Change is terrifying for most of us. Even the most wanderlustful people in the world must find comfort in familiarity.
So when our bed is dismantled, when I say goodbye to my apple trees knowing this year I won’t be picking Egremont Russets, the panic hits me. What the hell am I DOING? Who, at the age of 46, wants to give up hard-earned friendships to start afresh in a different language with no friends?
And friends aside, I’ve fought damned hard to make a home in this country. The Engineer and I lobbied Parliament along with a handful of couples in the 90s to change same-sex immigration law, and we won. I got the right to remain in my beloved England as The Engineer’s partner. When civil partnerships were introduced, we got married in 2006. When same-sex couples were allowed to adopt, The Engineer made Stella her legal daughter. And we were the first couple in the 800-year history of our parish church to have our relationship blessed, back in 1996.

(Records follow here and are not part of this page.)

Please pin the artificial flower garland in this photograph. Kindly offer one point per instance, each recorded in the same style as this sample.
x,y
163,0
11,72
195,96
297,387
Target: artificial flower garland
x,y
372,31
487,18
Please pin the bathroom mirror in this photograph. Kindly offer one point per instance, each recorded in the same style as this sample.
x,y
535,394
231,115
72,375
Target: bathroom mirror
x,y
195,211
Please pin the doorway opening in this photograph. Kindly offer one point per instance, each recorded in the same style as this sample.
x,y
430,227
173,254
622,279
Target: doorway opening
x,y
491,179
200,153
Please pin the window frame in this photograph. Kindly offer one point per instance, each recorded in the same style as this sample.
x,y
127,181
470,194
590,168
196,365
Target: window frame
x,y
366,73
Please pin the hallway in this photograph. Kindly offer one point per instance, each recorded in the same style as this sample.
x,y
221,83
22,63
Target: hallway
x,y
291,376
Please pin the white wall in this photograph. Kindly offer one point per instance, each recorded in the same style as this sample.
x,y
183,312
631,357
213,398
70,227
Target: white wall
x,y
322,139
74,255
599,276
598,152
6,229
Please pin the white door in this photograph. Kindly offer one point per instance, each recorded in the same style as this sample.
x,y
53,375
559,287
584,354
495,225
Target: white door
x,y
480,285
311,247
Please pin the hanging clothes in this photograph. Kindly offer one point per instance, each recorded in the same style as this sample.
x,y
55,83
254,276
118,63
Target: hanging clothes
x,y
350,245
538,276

Needless to say, none of this would have happened had I stayed in Singapore, the country where I spent the first 19 years of my life.
I said goodbye to my car today; it was hard. I passed my driving test at the age of 44 and bought my first car — a rite of passage most people enjoy at in their 20s. It’s a VW Polo in a virulent green the manufacturers like to call Pistachio. It turns heads for all the wrong reasons, but my little Polo and I have accomplished great things, the noblest of which has been regularly getting Stella to school 15 seconds before the bell rings.

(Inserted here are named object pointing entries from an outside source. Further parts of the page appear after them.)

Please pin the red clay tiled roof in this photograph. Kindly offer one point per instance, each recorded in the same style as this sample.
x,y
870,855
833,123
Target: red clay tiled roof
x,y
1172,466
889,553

In moments like these, I call my mother in Chicago. She wears two hearing aids and officially has only 3 per cent hearing left but she always knows. The Engineer, Stella and I hold hands and put the phone on speaker. She prays for peace in our family and for a new house full of joy, open to everyone. She prays for new friendships and old friendships.

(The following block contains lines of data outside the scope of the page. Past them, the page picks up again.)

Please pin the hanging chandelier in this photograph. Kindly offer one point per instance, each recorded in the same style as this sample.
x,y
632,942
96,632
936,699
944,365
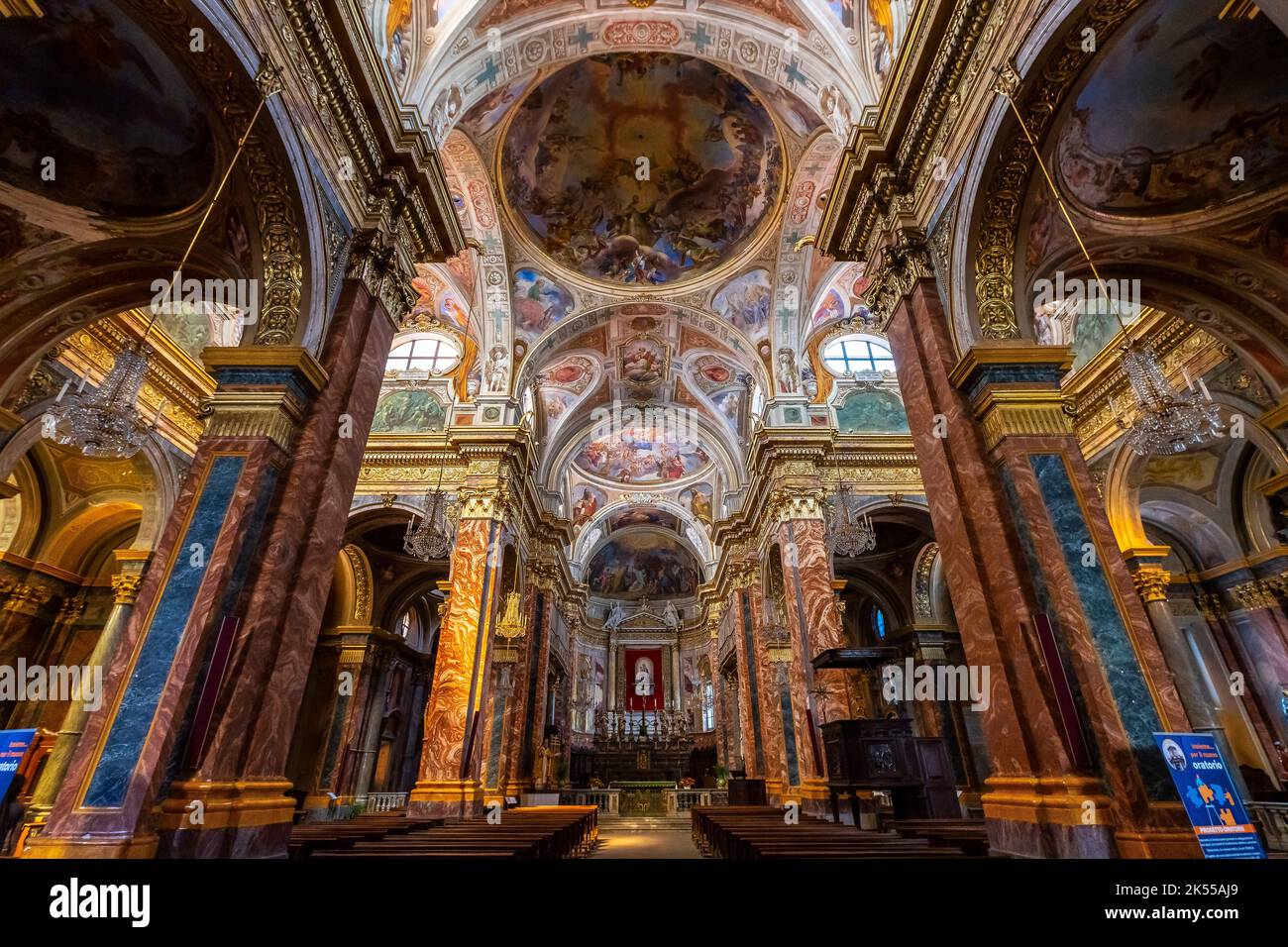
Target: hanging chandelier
x,y
850,532
1166,420
106,423
432,538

The M25 is backed up all the way to Junction Five. A van ploughed into two cars in a pile-up and emergency services had to cut passengers out of the smashed vehicles. We are late for our ferry and an hour early for the next one. The Engineer insists on getting dinner at a petrol station but I balk. Pre-packaged sandwiches just seem like a flabby end to a miserable day.
The Engineer returns. “I got ham for Stella and coronary chicken for you”.
Let it be said that English is one of The Engineer’s four languages, all of which she speaks resourcefully and fearlessly. When tired or stressed, rather than hesitate, she will lunge for the nearest word. For example, when a temporary doctor – a locum – attended to her at our GP’s office, she asked him if he was a locust. I know doctors’ fees can be a plague, but really.
In the end, I am glad of the coronation chicken because everything on the boat is shut. Knackered, we stop for a two-hour nap at a motorway parking lot and get home at 5:45 a.m. The movers are arriving at 10. I don’t know of a better reason for a coronary.